What are you lookin at?
When you are cornering its critical that your eyes are looking in the right direction. I normally keep my gaze on the place where I will be next. Usually about 2 to 4 bike lengths ahead of me.
When cornering, your gaze should be looking through the corner. Believe it or not, you will go to where you are looking. If you are fixated on the rear wheel of the cyclist ahead of you, you will find it difficult to manage the corners.
The fastest line
What is the fastest line through the corner? On a regular 90 degree turn, hitting the “apex” of the turn will be the fastest line. If the corner is greater than 90 degrees, the apex will be later and for shallower corners, the apex is earlier. We will cover the apex in the cornering clinic. You should know before the race starts, where the apex (fastest line) is for each corner.
Follow the pack
After you know where the apex is, normally the pack doesn’t do a good job of hitting the apex. If you are on the front or solo, you can choose your fastest line, which will help you maintain the lead. However if you are in the pack, you need to follow the same line (however bad it may be) so as to not cause problems with the other riders. If you don’t like the line the pack is using, either go to the front or get off the front so you can choose your own line. In the meantime, sit tight and follow the same line as the pack for the safety of everyone in the bike race.
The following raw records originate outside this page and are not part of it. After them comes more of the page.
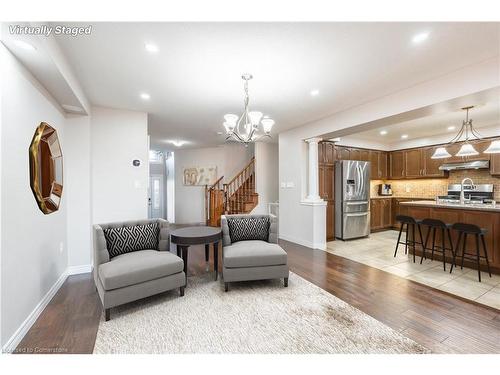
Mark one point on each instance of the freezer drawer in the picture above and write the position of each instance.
(355, 225)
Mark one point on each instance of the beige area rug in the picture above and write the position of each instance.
(253, 317)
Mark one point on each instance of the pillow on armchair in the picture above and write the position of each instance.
(248, 228)
(132, 238)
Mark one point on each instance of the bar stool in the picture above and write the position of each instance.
(463, 230)
(434, 225)
(411, 223)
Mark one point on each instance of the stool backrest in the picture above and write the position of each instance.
(467, 228)
(434, 223)
(405, 219)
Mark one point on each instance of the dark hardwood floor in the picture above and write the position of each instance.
(439, 321)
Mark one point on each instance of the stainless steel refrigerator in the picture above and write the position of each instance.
(352, 199)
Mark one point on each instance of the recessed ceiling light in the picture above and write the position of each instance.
(24, 45)
(72, 108)
(177, 142)
(419, 38)
(151, 48)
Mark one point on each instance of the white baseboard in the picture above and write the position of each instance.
(76, 270)
(16, 338)
(303, 242)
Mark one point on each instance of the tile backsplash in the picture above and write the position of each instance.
(429, 188)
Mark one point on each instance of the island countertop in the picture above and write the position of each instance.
(474, 207)
(487, 218)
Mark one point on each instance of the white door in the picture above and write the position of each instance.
(155, 196)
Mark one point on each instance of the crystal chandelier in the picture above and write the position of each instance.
(245, 127)
(471, 135)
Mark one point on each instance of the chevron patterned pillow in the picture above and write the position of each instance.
(132, 238)
(248, 228)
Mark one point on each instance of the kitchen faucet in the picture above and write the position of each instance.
(462, 195)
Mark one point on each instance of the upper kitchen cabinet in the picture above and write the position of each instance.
(374, 169)
(413, 162)
(383, 164)
(397, 165)
(495, 164)
(364, 155)
(431, 166)
(378, 167)
(343, 153)
(326, 153)
(354, 154)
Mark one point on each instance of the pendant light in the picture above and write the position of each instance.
(440, 153)
(467, 149)
(493, 148)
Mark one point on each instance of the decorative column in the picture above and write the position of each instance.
(313, 191)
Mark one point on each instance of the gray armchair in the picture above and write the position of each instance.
(246, 258)
(137, 274)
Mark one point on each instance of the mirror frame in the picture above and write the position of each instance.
(46, 204)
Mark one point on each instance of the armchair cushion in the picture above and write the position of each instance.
(253, 254)
(126, 239)
(248, 228)
(137, 267)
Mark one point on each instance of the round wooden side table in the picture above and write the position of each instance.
(201, 235)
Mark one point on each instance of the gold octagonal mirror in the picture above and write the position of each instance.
(46, 169)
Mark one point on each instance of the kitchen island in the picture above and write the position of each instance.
(484, 216)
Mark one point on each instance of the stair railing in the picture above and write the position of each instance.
(214, 202)
(239, 190)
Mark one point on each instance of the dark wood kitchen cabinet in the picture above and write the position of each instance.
(397, 165)
(326, 153)
(380, 213)
(375, 214)
(386, 213)
(495, 164)
(327, 156)
(343, 153)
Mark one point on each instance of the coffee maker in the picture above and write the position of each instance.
(384, 189)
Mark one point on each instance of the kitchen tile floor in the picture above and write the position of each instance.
(378, 251)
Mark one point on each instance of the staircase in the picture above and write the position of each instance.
(238, 196)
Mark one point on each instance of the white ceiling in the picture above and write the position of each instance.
(486, 117)
(194, 79)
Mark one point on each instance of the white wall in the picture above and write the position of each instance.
(119, 190)
(77, 190)
(299, 222)
(190, 200)
(33, 245)
(266, 175)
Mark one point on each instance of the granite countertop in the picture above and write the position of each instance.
(397, 197)
(431, 203)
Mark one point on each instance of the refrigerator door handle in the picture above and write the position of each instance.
(358, 180)
(359, 214)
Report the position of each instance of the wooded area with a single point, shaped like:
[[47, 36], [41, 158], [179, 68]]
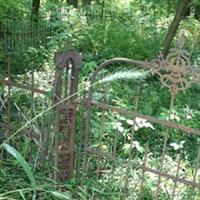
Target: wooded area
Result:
[[100, 99]]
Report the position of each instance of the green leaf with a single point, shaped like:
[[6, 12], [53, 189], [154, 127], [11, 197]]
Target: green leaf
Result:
[[23, 163], [61, 195]]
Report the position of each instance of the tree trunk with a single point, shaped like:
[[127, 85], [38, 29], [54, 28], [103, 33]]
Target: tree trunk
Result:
[[175, 24], [197, 12], [35, 9], [73, 3]]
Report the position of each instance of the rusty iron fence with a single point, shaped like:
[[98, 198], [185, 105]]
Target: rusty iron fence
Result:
[[82, 150]]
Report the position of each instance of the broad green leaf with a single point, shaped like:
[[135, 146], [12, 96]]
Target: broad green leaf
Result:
[[23, 163], [61, 195]]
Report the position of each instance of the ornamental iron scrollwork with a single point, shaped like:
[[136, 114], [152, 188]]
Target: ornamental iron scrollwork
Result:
[[175, 71]]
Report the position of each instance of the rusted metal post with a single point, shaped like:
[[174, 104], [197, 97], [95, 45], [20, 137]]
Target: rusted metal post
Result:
[[69, 63]]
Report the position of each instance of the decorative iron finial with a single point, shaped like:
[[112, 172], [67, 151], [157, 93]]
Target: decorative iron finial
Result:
[[181, 41], [175, 71]]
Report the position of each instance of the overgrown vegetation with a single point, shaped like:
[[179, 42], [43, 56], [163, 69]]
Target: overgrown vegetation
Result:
[[100, 30]]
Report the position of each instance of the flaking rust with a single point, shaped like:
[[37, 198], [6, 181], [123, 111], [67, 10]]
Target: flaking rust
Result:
[[66, 86]]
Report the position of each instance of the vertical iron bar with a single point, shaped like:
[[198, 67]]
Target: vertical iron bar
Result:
[[31, 115], [9, 99], [143, 172], [177, 174], [132, 139], [164, 147], [101, 132]]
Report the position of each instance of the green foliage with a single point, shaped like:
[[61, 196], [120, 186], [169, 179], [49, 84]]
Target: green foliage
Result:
[[24, 165]]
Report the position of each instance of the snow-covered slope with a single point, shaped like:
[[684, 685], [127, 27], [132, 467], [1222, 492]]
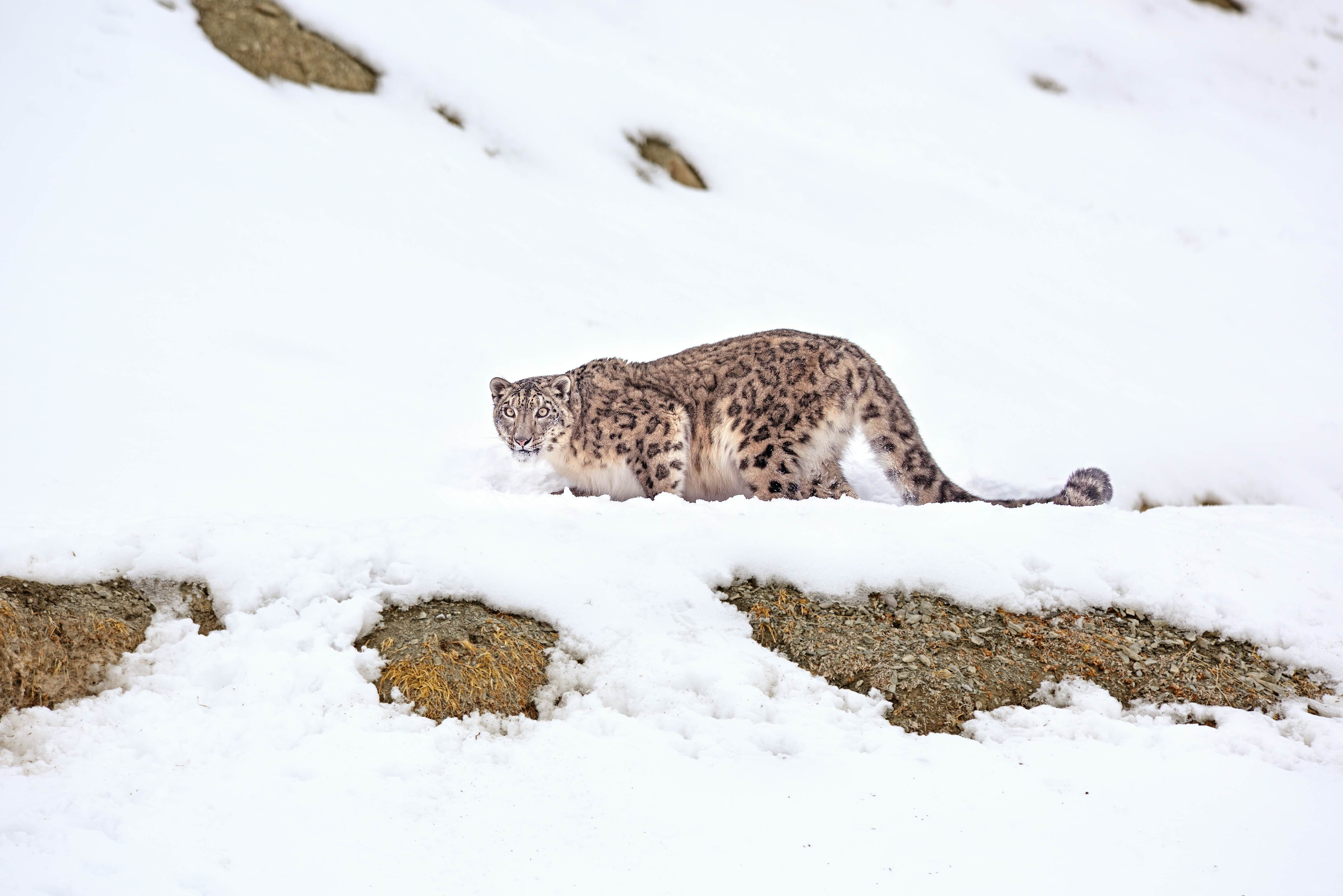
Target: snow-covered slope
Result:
[[248, 331]]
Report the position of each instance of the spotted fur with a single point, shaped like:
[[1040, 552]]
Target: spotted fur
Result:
[[765, 416]]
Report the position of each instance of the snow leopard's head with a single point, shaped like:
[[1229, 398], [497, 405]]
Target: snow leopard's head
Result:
[[532, 416]]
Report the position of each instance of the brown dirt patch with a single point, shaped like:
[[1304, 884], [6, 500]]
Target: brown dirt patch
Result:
[[266, 41], [939, 663], [659, 150], [456, 657], [58, 640]]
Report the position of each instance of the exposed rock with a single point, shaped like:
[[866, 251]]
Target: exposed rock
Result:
[[659, 150], [58, 640], [1048, 84], [1000, 659], [266, 41], [456, 657], [452, 116]]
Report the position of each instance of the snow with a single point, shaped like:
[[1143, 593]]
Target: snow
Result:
[[250, 330]]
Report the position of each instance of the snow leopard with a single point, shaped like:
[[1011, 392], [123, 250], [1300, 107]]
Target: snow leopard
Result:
[[766, 416]]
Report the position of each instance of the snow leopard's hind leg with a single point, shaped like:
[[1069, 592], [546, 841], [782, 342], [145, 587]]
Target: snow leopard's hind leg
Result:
[[830, 483], [902, 453]]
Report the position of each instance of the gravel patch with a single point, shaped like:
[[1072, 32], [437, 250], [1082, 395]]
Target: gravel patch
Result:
[[457, 657], [659, 150], [266, 41], [58, 640], [939, 663]]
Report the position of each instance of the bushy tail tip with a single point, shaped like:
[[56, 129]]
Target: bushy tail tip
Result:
[[1088, 488]]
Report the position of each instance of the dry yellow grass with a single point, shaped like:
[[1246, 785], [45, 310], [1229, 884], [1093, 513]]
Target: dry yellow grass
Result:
[[447, 672], [48, 659]]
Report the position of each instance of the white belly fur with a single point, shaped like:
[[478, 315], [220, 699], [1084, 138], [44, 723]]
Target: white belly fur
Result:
[[617, 480]]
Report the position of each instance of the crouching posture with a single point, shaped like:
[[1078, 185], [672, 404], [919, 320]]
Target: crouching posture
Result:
[[765, 416]]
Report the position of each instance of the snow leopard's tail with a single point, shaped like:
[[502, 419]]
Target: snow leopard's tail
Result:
[[895, 440]]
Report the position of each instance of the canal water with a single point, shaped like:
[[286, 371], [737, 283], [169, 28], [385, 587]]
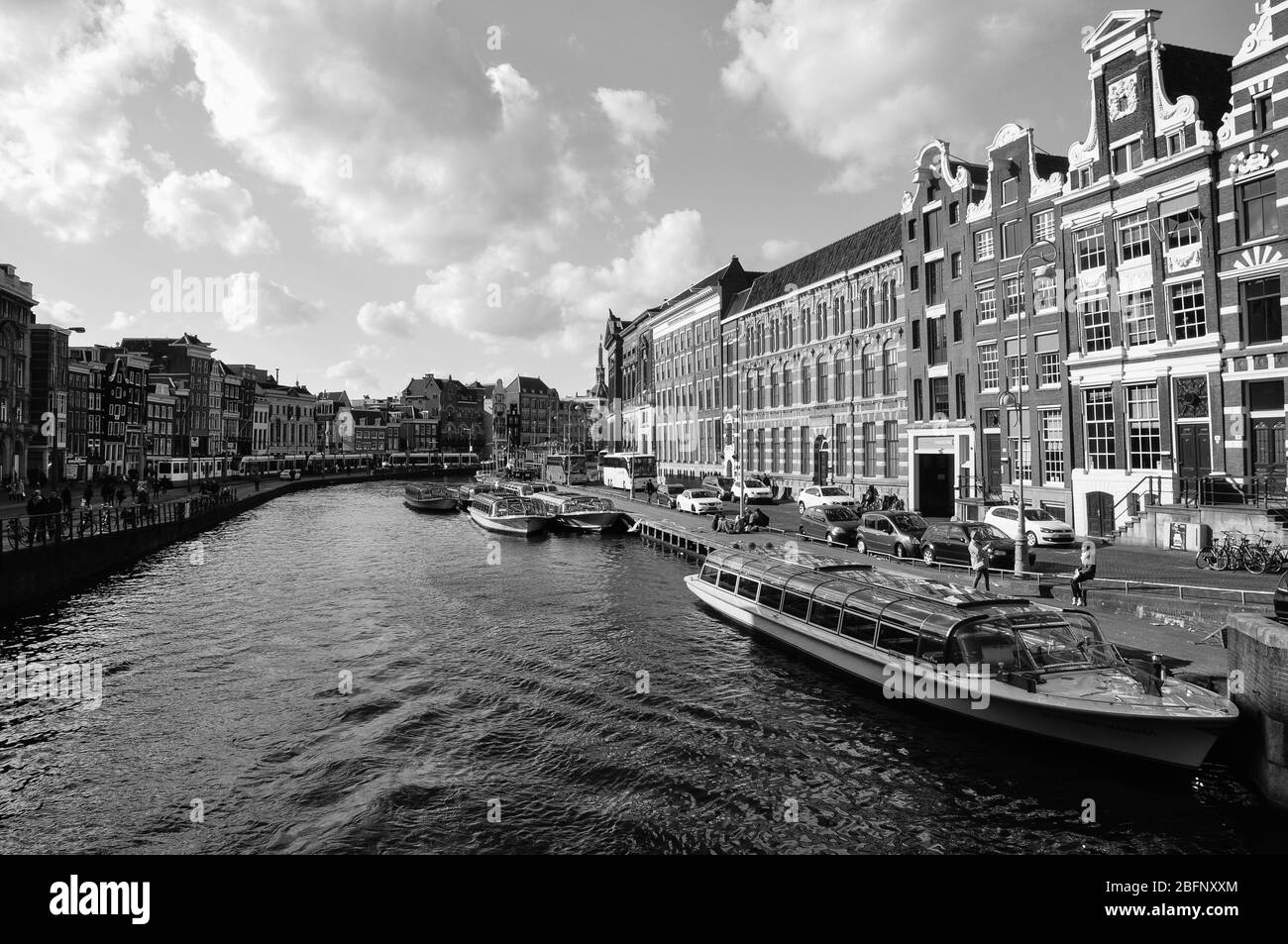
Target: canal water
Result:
[[493, 704]]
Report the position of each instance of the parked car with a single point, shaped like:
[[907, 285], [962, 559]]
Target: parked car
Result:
[[832, 524], [720, 484], [1042, 526], [751, 489], [892, 532], [948, 544], [831, 496], [668, 493]]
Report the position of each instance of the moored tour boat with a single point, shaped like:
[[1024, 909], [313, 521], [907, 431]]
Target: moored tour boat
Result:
[[1014, 662], [429, 497], [581, 511], [509, 514]]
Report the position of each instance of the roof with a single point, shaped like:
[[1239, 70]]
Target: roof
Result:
[[1203, 75], [871, 243]]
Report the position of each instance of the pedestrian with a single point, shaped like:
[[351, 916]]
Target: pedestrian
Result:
[[1085, 574], [978, 559]]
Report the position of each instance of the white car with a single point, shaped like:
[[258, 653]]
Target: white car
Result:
[[751, 489], [699, 501], [1042, 527], [824, 496]]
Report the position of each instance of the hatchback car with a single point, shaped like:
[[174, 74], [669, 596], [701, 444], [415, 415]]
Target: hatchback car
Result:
[[1042, 526], [720, 484], [751, 489], [892, 532], [949, 544], [829, 496], [699, 501], [832, 524]]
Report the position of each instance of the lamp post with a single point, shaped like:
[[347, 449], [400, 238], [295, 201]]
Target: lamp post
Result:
[[1017, 465]]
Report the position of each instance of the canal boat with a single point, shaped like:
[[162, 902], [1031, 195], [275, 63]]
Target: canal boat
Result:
[[509, 514], [1014, 662], [580, 511], [429, 497]]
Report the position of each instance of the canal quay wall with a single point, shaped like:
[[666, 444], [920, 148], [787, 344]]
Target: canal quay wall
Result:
[[40, 575], [1258, 685]]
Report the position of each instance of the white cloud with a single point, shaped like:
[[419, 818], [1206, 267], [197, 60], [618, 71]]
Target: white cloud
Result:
[[634, 115], [206, 209], [778, 252], [259, 305], [854, 81]]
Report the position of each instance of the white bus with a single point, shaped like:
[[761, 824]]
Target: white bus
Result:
[[629, 469], [566, 471]]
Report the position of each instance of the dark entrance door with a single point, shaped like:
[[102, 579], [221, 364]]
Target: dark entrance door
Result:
[[935, 485], [1267, 447], [1100, 514]]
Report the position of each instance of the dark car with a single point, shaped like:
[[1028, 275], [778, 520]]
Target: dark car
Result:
[[892, 532], [832, 524], [719, 484], [948, 544]]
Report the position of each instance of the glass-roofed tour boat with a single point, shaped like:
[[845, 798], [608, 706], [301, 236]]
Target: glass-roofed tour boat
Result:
[[1014, 662]]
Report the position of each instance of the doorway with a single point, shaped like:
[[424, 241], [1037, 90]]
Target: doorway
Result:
[[935, 485]]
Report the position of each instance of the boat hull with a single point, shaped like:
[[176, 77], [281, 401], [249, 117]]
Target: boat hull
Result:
[[511, 524], [1133, 730]]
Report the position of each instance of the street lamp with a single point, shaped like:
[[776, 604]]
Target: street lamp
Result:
[[1017, 462]]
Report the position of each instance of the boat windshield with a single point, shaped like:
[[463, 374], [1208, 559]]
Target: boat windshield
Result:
[[1035, 642]]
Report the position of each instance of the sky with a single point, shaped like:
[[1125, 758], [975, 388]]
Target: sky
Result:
[[356, 193]]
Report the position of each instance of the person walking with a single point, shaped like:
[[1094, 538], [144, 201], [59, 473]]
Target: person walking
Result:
[[978, 559], [1085, 574]]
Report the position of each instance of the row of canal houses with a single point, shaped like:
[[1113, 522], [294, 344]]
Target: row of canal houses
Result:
[[1100, 326]]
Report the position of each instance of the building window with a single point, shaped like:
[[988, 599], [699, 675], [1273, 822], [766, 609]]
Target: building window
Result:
[[1091, 248], [1144, 436], [1189, 320], [1262, 309], [1013, 299], [1258, 213], [1099, 411], [1050, 369], [1138, 317], [1133, 237], [983, 245], [1043, 226], [1010, 239], [986, 304], [1010, 191], [1095, 325], [990, 377], [1051, 424]]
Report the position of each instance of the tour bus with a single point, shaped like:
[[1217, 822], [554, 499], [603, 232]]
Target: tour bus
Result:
[[566, 471], [629, 469]]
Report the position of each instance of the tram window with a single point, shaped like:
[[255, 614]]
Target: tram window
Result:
[[824, 616], [859, 626], [797, 605], [897, 639]]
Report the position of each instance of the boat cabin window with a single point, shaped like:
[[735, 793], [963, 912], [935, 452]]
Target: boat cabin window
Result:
[[859, 626], [795, 605], [898, 639], [824, 616]]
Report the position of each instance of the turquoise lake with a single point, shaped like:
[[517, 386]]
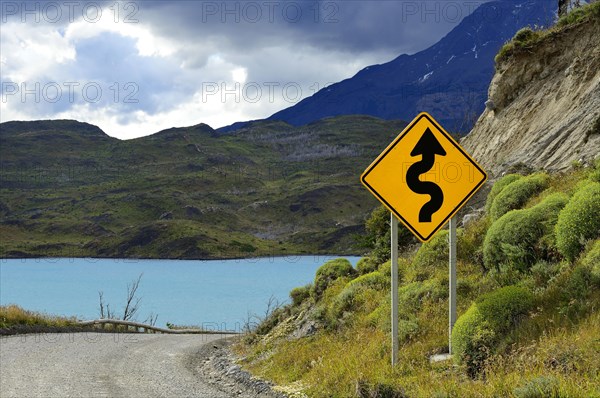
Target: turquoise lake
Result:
[[216, 294]]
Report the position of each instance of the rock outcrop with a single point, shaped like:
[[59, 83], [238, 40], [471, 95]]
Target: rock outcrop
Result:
[[544, 104]]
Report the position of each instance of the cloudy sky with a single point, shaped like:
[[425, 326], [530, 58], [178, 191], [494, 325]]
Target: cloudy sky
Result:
[[136, 67]]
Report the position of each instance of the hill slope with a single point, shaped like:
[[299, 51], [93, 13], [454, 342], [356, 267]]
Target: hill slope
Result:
[[528, 285], [545, 103], [270, 188], [449, 79]]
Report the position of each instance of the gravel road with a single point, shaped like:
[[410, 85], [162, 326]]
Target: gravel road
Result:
[[92, 365]]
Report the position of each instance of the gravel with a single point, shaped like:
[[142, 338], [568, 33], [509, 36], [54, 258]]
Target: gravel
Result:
[[122, 365]]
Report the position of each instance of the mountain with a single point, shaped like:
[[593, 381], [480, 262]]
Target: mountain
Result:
[[269, 188], [448, 80]]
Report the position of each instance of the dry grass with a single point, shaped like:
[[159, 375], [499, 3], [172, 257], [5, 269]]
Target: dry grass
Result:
[[14, 316]]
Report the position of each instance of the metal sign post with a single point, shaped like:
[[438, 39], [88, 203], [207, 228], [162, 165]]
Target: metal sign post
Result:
[[452, 278], [423, 178], [394, 267]]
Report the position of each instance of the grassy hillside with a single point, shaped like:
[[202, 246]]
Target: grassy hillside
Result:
[[67, 189], [528, 305]]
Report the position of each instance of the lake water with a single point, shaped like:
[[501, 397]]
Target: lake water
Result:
[[216, 294]]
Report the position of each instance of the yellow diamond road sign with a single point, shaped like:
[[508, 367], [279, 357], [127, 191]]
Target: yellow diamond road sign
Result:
[[424, 177]]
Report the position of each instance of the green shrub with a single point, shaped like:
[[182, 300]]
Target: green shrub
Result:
[[592, 260], [331, 271], [498, 187], [377, 237], [478, 330], [522, 237], [343, 302], [412, 296], [299, 294], [366, 265], [539, 387], [431, 257], [579, 221], [366, 389], [517, 193], [594, 174]]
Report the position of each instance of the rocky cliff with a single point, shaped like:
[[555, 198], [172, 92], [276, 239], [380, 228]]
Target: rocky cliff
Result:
[[544, 101]]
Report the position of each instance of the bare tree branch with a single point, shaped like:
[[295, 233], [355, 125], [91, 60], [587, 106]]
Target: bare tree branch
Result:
[[132, 304]]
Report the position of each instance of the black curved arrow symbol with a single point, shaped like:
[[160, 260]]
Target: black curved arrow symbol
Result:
[[428, 146]]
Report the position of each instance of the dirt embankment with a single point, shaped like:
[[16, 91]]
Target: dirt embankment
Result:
[[544, 104]]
When cornering in a pack, where do you want to be? Inside or outside on the corner. Which is safer, which is faster? Typically, the inside line is always faster since you are going slightly less distance than the rider on the outside line. Also, if someone in front of you falls, they slide to the outside. So the inside line is also safer. If the race is going one way, either clockwise or counter-clockwise, keeping the inside line is easy. However if the course has multiple, left, right turns, you have to work to get the inside line on each corner.
The Louisville cornering clinic is this Saturday. I will cover counter steering, body position in the corners, equally weighting both wheels, apex, both early and late apex corners and we’ll learn how to preview the course, checking for obstacles, cracks in the road, bumps and other cycling obstacles to watch for. I’ll also discuss ways to move up in a field, how to set up the sprint and how to ride safely in the field. Finally I will teach you a principle I call “access” which will keep you safe and also allow you to win races by being in the right place at the right time, always having “access” to the front. It’s a skill I developed by riding the Miss and Out races on the track.
Cornering on a bicycle/single track vehicle is fun… if done correctly.